O início súbito dos sintomas exige ação rápida, pois o tempo é decisivo para o sucesso do tratamento. O treinamento da população e a descentralização do atendimento, com apoio da telemedicina, refletem avanços no pré-hospitalar do DF.
Acionar o SAMU sem demora aumenta significativamente as chances de recuperação e redução de sequelas.
Investimentos tecnológicos e futuros avanços no tratamento do AVC no Distrito Federal
A descentralização do atendimento e a modernização tecnológica marcaram avanços decisivos na abordagem do AVC no Distrito Federal.
Até maio, o Hospital de Base era o único a oferecer tratamento emergencial, mas, desde junho, os hospitais do Gama e Sobradinho passaram a tratar esses casos, contando com neurologistas por telemedicina.
Além disso, o projeto “AVC no Quadrado” promove o treinamento das equipes do pré-hospitalar, reforçando o suporte durante as primeiras horas críticas.
O próximo passo é a implantação da trombectomia mecânica, que utiliza cateterismo para remover coágulos, ampliando significativamente a capacidade de salvar vidas e reduzir sequelas graves.
Essas iniciativas refletem o compromisso do GDF com a saúde pública, otimizando o atendimento e aumentando as chances de recuperação dos pacientes.
Conclusão
Paulo Roberto faleceu aos 55 anos, deixando sua família e um legado que reforça a urgência do combate ao AVC no Distrito Federal.

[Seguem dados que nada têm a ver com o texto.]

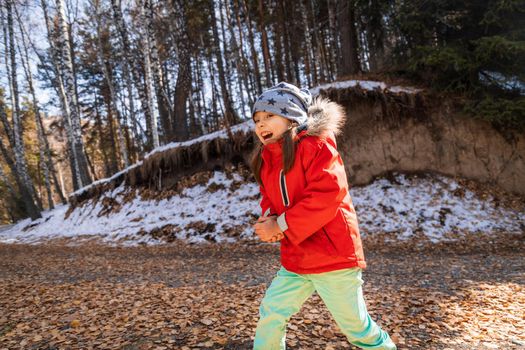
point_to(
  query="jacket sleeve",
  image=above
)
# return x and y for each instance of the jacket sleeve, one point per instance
(266, 205)
(325, 190)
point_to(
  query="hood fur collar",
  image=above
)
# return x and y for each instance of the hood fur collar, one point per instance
(323, 116)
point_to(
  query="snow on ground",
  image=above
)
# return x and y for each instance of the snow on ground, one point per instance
(406, 206)
(247, 126)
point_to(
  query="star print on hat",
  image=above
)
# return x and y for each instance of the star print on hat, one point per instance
(286, 100)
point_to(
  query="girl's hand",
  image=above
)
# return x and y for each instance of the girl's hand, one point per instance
(267, 229)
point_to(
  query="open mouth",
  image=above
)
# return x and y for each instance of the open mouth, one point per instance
(266, 135)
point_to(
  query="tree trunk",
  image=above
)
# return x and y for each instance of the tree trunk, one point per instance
(183, 84)
(350, 59)
(69, 82)
(248, 79)
(148, 81)
(238, 63)
(264, 43)
(60, 89)
(163, 102)
(229, 114)
(112, 89)
(131, 66)
(44, 151)
(27, 191)
(256, 70)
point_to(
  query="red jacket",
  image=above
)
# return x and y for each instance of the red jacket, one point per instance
(312, 201)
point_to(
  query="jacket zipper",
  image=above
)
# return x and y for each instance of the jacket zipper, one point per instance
(330, 240)
(284, 190)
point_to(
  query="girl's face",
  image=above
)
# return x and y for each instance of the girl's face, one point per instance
(270, 127)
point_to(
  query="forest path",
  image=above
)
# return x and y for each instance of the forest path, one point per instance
(467, 295)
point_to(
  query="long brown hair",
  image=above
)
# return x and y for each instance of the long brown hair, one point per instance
(289, 147)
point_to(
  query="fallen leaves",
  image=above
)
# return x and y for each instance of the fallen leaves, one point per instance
(207, 297)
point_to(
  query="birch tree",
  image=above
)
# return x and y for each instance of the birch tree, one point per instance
(64, 44)
(26, 188)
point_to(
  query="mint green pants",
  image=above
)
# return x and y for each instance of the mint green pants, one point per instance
(342, 294)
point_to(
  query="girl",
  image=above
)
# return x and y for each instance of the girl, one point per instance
(307, 208)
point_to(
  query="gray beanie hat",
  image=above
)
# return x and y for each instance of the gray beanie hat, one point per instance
(286, 100)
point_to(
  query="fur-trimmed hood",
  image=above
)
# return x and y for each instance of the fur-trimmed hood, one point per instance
(324, 115)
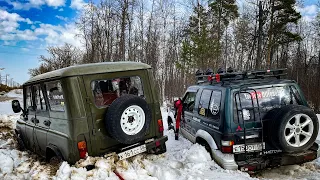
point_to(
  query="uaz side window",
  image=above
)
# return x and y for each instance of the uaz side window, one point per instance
(106, 91)
(267, 98)
(55, 96)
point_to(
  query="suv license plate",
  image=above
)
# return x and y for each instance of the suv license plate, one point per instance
(132, 152)
(250, 147)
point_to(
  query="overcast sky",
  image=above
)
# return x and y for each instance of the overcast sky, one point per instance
(27, 27)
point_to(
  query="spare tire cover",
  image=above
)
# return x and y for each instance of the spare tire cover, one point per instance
(128, 118)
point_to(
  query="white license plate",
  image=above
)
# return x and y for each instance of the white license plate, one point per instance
(250, 147)
(132, 152)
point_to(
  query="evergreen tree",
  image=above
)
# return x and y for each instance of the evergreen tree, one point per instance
(282, 14)
(197, 48)
(222, 12)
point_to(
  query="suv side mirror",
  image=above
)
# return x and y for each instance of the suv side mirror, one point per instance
(16, 106)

Entre 2023 e 2025, aproximadamente 7 mil internações por AVC na rede pública do DF evidenciam um desafio de saúde pública grave, mas a descentralização do atendimento para os hospitais do Gama e Sobradinho, com suporte por telemedicina, mostra avanços significativos para salvar vidas e reduzir sequelas.
Seu próximo passo: amplie seu conhecimento sobre os sinais de alerta do AVC, compartilhe o método SAMU e incentive o controle dos fatores de risco como tabagismo, sedentarismo e diabetes em sua comunidade.
Ligue para 192 ao detectar sintomas súbitos — cada minuto conta!
Que a história de Paulo Roberto e tantas outras vítimas nos inspire a agir com rapidez e responsabilidade, mostrando que a prevenção e o acesso ao tratamento correto são as melhores armas para transformar o futuro do AVC no Brasil.